Salud en Casa.- Junio es el Mes de la Concienciación sobre la Escoliosis, una efeméride que resalta la importancia de una atención médica especializada, oportuna e integral para quienes padecen esta condición. Un diagnóstico a tiempo y el acceso a tratamientos de rehabilitación personalizados son claves para evitar complicaciones severas y mejorar la calidad de vida de los pacientes.

 

 

 

 

En lo que va del año 2026, el Instituto Nacional de Rehabilitación (INR) “Dra. Adriana Rebaza Flores” Amistad Perú – Japón, del Ministerio de Salud (Minsa), ha brindado cerca de 3000 atenciones en consulta médica y terapia a pacientes con escoliosis, en su mayoría niños y adolescentes.

 

 

Esta condición, que genera una deformidad en la columna vertebral, se caracteriza por cambios visibles como la asimetría en los hombros, escápulas y cintura, además de la aparición de una prominencia o gibosidad en la región dorsal de la espalda.

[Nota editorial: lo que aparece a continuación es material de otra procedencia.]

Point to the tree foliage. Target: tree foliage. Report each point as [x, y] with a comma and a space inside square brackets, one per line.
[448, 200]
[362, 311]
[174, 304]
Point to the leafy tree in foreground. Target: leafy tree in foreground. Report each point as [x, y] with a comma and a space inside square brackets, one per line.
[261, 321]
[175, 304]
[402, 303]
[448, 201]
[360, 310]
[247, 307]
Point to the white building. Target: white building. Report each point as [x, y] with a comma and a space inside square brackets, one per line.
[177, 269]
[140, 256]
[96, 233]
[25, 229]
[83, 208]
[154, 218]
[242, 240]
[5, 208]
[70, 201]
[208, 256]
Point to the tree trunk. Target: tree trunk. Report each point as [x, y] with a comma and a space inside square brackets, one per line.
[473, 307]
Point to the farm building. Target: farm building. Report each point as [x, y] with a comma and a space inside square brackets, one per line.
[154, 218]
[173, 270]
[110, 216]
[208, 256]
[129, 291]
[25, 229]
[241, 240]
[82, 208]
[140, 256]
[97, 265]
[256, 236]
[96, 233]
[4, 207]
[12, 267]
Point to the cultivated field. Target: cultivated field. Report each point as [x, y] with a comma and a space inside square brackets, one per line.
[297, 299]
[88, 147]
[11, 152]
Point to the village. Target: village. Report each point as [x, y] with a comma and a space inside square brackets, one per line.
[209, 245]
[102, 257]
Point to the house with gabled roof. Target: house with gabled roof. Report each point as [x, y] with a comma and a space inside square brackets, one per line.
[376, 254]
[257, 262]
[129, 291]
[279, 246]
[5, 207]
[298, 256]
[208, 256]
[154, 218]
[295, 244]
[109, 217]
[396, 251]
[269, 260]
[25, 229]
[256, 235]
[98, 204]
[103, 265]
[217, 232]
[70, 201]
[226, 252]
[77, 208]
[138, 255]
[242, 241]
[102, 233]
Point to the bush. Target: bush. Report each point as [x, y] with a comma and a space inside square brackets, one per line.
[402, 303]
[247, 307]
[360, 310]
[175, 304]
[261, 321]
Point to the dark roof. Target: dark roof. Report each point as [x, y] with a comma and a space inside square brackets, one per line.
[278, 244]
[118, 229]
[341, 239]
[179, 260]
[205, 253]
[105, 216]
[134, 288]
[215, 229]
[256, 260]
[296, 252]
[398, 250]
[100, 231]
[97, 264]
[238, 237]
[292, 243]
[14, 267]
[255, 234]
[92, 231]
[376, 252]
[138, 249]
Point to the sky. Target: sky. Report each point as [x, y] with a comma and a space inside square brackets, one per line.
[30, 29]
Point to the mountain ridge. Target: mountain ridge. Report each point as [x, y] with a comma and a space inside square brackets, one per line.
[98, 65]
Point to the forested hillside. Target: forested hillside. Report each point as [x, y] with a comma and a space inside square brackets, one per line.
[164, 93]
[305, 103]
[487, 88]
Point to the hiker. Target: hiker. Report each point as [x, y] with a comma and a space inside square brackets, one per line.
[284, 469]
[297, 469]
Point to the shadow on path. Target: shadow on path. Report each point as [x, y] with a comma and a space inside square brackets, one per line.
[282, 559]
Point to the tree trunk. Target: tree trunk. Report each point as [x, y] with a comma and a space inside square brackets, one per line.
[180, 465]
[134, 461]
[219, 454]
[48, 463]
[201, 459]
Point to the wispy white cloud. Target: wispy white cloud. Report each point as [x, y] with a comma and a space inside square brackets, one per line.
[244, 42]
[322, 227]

Estos signos suelen preocupar a los padres y motivan la búsqueda de atención especializada.

 

 

Al respecto, la Dra. Karen Amaya Solís, jefa del Departamento de Investigación, Docencia y Rehabilitación Integral en Amputados, Quemados y Trastornos Posturales del INR, explicó que existen dos tipos de escoliosis: funcional y estructurada. La primera es una curvatura temporal de la columna causada por factores externos como mala postura, y que puede ser reversible con tratamiento. Mientras que la segunda es una deformidad ósea permanente, es decir, irreversible.

 

 

Respecto a la rehabilitación, la especialista indicó que las opciones terapéuticas varían según cada caso particular. “En los grados leves indicamos terapia física; en los moderados, sumamos el uso de un corsé ortopédico rígido. Por último, en los casos severos, además del tratamiento de rehabilitación y el corsé rígido, se recomienda una interconsulta con traumatología de columna o neurocirugía para posibilitar su manejo quirúrgico”, detalló.

 

 

De acuerdo con la Dra. Amaya, los objetivos principales del tratamiento son estabilizar la columna para evitar que la curvatura progrese y prevenir complicaciones futuras, como dolores crónicos o problemas cardíacos y respiratorios.

 

 

El tratamiento en el INR es integral, considerando no solo el impacto físico de la enfermedad sino también sus efectos sobre la salud emocional y la autoestima del paciente, especialmente cuando el diagnóstico ocurre en la infancia o adolescencia.

 

 

“En un adolescente el impacto en la imagen corporal es significativo debido a que la alteración es visible en su postura o por el uso del corsé ortopédico. Esto puede generar vergüenza, inseguridad, ansiedad, tristeza y una percepción negativa de sí mismo. Por ello, el acompañamiento psicológico fomenta la motivación y el compromiso con el tratamiento, permitiendo una mejor gestión de las emociones y facilitando una adecuada integración familiar y escolar”, concluyó.